Notation DependentFunctionalChoice :=
(forall A (B:A->Type), DependentFunctionalChoice_on B).

The easy part
Deriving choice on product types requires some computation on singleton propositional types, so we need computational conjunction projections and dependent elimination of conjunction and equality

Scheme and_indd := Induction for and Sort Prop.
Scheme eq_indd := Induction for eq Sort Prop.

Definition proj1_inf (A B:Prop) (p : A/\B) :=
let (a,b) := p in a.

Theorem non_dep_dep_functional_choice :
FunctionalChoice -> DependentFunctionalChoice.

## Reification of dependent and non dependent functional relation are equivalent

Definition DependentFunctionalRelReification_on (A:Type) (B:A -> Type) :=
forall (R:forall x:A, B x -> Prop),
(forall x:A, exists! y : B x, R x y) ->
(exists f : (forall x:A, B x), forall x:A, R x (f x)).

Notation DependentFunctionalRelReification :=
(forall A (B:A->Type), DependentFunctionalRelReification_on B).

The easy part
Deriving choice on product types requires some computation on singleton propositional types, so we need computational conjunction projections and dependent elimination of conjunction and equality

# Non contradiction of constructive descriptions wrt functional axioms of choice

## Non contradiction of definite description

Remark, the following corollaries morally hold:

Definition In_propositional_context (A:Type) := forall C:Prop, (A -> C) -> C.

Corollary constructive_definite_descr_in_prop_context_iff_fun_reification : In_propositional_context ConstructiveIndefiniteDescription <-> FunctionalChoice.

Corollary constructive_definite_descr_in_prop_context_iff_fun_reification : In_propositional_context ConstructiveDefiniteDescription <-> FunctionalRelReification.

but expecting FunctionalChoice (resp. FunctionalRelReification) to be applied on the same Type universes on both sides of the first (resp. second) equivalence breaks the stratification of universes.

# Excluded-middle + definite description => computational excluded-middle

The idea for the following proof comes from [ChicliPottierSimpson02]

Classical logic and axiom of unique choice (i.e. functional relation reification), as shown in [ChicliPottierSimpson02], implies the double-negation of excluded-middle in Set (which is incompatible with the impredicativity of Set).

We adapt the proof to show that constructive definite description transports excluded-middle from Prop to Set.

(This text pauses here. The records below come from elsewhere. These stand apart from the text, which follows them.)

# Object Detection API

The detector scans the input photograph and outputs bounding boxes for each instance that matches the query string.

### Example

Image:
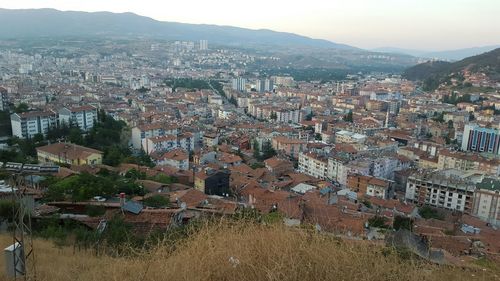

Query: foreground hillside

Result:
[0,223,500,281]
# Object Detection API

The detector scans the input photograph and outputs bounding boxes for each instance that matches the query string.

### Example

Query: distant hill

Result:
[372,45,500,61]
[0,9,356,50]
[403,48,500,83]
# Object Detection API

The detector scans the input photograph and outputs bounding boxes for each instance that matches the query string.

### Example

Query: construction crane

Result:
[0,162,59,280]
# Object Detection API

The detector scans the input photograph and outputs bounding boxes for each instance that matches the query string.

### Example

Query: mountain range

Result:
[372,45,500,61]
[403,48,500,89]
[0,9,357,50]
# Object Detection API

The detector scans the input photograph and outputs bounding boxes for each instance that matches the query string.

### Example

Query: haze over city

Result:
[0,0,500,51]
[0,0,500,281]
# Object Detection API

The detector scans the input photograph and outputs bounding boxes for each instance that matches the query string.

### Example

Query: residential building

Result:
[438,149,500,176]
[299,152,328,179]
[151,148,189,170]
[10,110,57,139]
[335,131,366,143]
[272,136,307,158]
[462,123,500,155]
[200,40,208,51]
[264,156,293,176]
[59,105,97,131]
[327,157,349,186]
[36,142,103,166]
[405,169,477,213]
[0,87,9,111]
[232,77,247,92]
[132,123,178,151]
[142,135,179,154]
[255,79,274,93]
[194,168,230,196]
[347,174,394,199]
[472,178,500,227]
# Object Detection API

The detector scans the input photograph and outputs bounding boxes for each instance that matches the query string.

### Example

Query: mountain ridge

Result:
[403,48,500,89]
[0,8,359,50]
[371,45,500,61]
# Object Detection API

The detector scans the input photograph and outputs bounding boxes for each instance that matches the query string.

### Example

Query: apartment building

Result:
[36,142,103,166]
[462,123,500,155]
[347,174,394,199]
[272,136,307,158]
[10,110,58,139]
[132,123,178,151]
[299,152,328,179]
[472,178,500,227]
[437,149,500,176]
[405,169,477,214]
[59,105,97,131]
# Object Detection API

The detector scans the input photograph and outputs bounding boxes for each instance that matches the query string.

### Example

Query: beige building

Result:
[472,178,500,227]
[36,142,103,165]
[437,149,500,176]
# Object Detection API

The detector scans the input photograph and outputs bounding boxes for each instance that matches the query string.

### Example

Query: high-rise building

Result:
[462,123,500,155]
[256,79,274,93]
[10,110,57,139]
[233,77,247,92]
[405,169,476,213]
[0,87,9,111]
[200,40,208,51]
[59,105,97,131]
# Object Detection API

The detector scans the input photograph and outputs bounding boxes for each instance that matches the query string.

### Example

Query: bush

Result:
[0,200,19,222]
[392,216,413,231]
[142,195,170,208]
[368,216,388,228]
[85,205,106,217]
[418,206,444,220]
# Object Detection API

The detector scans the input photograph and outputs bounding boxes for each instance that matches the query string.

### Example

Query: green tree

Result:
[368,216,388,228]
[260,140,276,161]
[392,216,413,231]
[252,140,260,159]
[14,102,30,113]
[143,195,170,208]
[270,111,278,120]
[343,110,354,123]
[151,174,178,184]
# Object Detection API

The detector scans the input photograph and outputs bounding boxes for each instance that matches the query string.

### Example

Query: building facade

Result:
[10,110,58,139]
[59,105,97,131]
[462,124,500,155]
[405,169,475,214]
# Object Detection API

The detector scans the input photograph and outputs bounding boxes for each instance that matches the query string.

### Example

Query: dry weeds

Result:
[0,221,500,281]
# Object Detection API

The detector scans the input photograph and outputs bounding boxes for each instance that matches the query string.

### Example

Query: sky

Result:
[0,0,500,51]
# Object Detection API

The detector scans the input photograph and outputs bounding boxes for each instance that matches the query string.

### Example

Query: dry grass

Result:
[0,222,500,281]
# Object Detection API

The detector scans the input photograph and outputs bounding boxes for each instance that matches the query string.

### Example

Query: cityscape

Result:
[0,4,500,280]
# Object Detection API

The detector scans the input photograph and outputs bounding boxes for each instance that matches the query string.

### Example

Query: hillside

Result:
[372,45,500,61]
[0,9,356,50]
[0,222,498,281]
[403,48,500,80]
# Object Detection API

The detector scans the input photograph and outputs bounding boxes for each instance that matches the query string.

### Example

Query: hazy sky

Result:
[0,0,500,50]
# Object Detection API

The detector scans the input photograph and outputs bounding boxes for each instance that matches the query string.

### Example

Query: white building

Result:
[200,40,208,51]
[405,169,476,213]
[10,111,57,139]
[472,178,500,227]
[232,77,247,92]
[327,157,349,185]
[335,131,366,144]
[132,123,178,151]
[153,148,189,170]
[0,87,9,111]
[142,135,179,154]
[299,152,328,179]
[59,105,97,131]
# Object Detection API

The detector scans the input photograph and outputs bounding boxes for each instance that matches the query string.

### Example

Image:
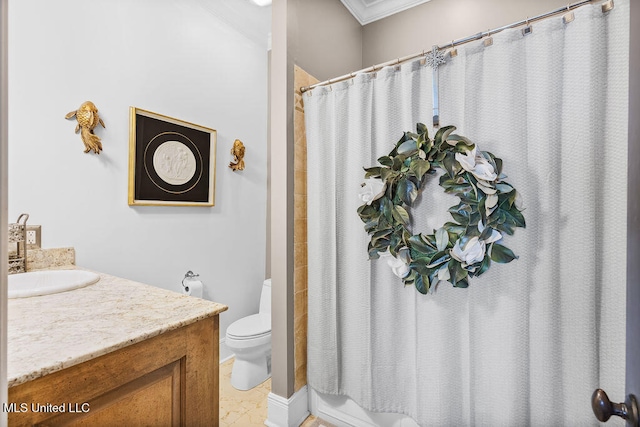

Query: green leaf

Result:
[442,152,456,178]
[433,126,456,147]
[447,259,469,288]
[392,206,409,225]
[397,178,418,206]
[380,197,393,223]
[398,139,418,157]
[415,275,429,295]
[427,251,451,268]
[491,243,518,264]
[371,229,393,246]
[443,222,467,235]
[378,156,393,167]
[380,168,398,182]
[409,258,432,276]
[475,255,491,276]
[502,206,526,228]
[409,159,431,180]
[453,280,469,288]
[436,227,449,252]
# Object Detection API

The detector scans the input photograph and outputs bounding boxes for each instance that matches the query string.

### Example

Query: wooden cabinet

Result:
[5,315,219,427]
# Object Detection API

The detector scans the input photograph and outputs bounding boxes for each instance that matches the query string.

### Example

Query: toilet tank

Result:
[260,279,271,313]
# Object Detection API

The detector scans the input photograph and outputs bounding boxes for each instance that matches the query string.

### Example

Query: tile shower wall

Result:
[293,66,318,391]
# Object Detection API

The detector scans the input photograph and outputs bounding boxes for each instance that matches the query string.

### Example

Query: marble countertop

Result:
[7,266,227,387]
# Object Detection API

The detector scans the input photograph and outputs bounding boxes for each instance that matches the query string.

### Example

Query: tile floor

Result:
[220,359,316,427]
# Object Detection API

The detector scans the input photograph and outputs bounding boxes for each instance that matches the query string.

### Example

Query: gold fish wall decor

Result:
[65,101,105,154]
[229,139,244,172]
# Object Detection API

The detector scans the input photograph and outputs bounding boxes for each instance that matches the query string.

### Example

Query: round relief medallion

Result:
[153,141,196,185]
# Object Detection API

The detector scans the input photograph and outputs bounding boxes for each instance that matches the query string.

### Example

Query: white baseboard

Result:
[264,385,309,427]
[308,387,418,427]
[218,337,235,363]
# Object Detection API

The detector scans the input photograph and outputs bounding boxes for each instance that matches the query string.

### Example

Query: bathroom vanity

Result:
[3,267,227,426]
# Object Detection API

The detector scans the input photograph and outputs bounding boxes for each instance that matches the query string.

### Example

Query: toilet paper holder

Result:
[182,270,200,289]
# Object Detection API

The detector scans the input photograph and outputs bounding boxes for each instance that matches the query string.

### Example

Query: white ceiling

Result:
[340,0,436,25]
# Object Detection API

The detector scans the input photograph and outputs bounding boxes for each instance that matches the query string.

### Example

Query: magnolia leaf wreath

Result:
[358,123,525,294]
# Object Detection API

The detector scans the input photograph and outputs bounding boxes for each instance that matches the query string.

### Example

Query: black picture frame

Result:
[129,107,217,206]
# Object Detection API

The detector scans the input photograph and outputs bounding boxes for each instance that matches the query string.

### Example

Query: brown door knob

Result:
[591,388,638,427]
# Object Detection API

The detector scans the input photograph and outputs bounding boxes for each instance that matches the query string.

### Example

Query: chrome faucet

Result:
[9,213,29,274]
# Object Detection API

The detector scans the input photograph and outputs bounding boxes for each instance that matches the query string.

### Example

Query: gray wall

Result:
[362,0,568,67]
[287,0,362,80]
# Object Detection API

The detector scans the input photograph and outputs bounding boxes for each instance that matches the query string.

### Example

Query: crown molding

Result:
[340,0,430,25]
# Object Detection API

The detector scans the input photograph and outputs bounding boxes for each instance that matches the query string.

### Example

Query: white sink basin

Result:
[9,270,100,298]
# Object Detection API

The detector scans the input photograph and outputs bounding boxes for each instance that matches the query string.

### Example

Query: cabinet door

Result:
[9,316,219,427]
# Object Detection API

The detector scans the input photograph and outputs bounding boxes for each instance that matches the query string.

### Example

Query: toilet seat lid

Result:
[227,313,271,339]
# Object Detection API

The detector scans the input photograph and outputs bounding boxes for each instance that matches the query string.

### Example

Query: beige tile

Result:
[293,218,307,246]
[293,170,307,194]
[293,268,309,294]
[293,194,307,222]
[293,289,307,312]
[293,242,307,268]
[294,364,307,391]
[220,359,271,427]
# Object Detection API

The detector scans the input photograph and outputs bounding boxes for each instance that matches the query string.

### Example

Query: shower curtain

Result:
[304,0,629,426]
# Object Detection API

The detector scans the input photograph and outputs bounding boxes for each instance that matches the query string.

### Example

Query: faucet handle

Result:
[182,270,200,287]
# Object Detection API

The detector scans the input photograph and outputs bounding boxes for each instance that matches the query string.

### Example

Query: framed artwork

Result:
[129,107,216,206]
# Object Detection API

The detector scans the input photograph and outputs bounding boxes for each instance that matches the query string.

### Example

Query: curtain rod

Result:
[300,0,613,93]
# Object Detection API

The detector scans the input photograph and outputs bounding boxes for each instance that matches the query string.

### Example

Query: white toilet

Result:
[225,279,271,390]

[ChicliPottierSimpson02] Laurent Chicli, Loïc Pottier, Carlos Simpson, Mathematical Quotients and Quotient Types in Coq, Proceedings of TYPES 2002, Lecture Notes in Computer Science 2646, Springer Verlag.

Require Import Setoid.

Theorem constructive_definite_descr_excluded_middle :
ConstructiveDefiniteDescription ->
(forall P:Prop, P \/ ~ P) -> (forall P:Prop, {P} + {~ P}).

Corollary fun_reification_descr_computational_excluded_middle_in_prop_context :
FunctionalRelReification ->
(forall P:Prop, P \/ ~ P) ->
forall C:Prop, ((forall P:Prop, {P} + {~ P}) -> C) -> C.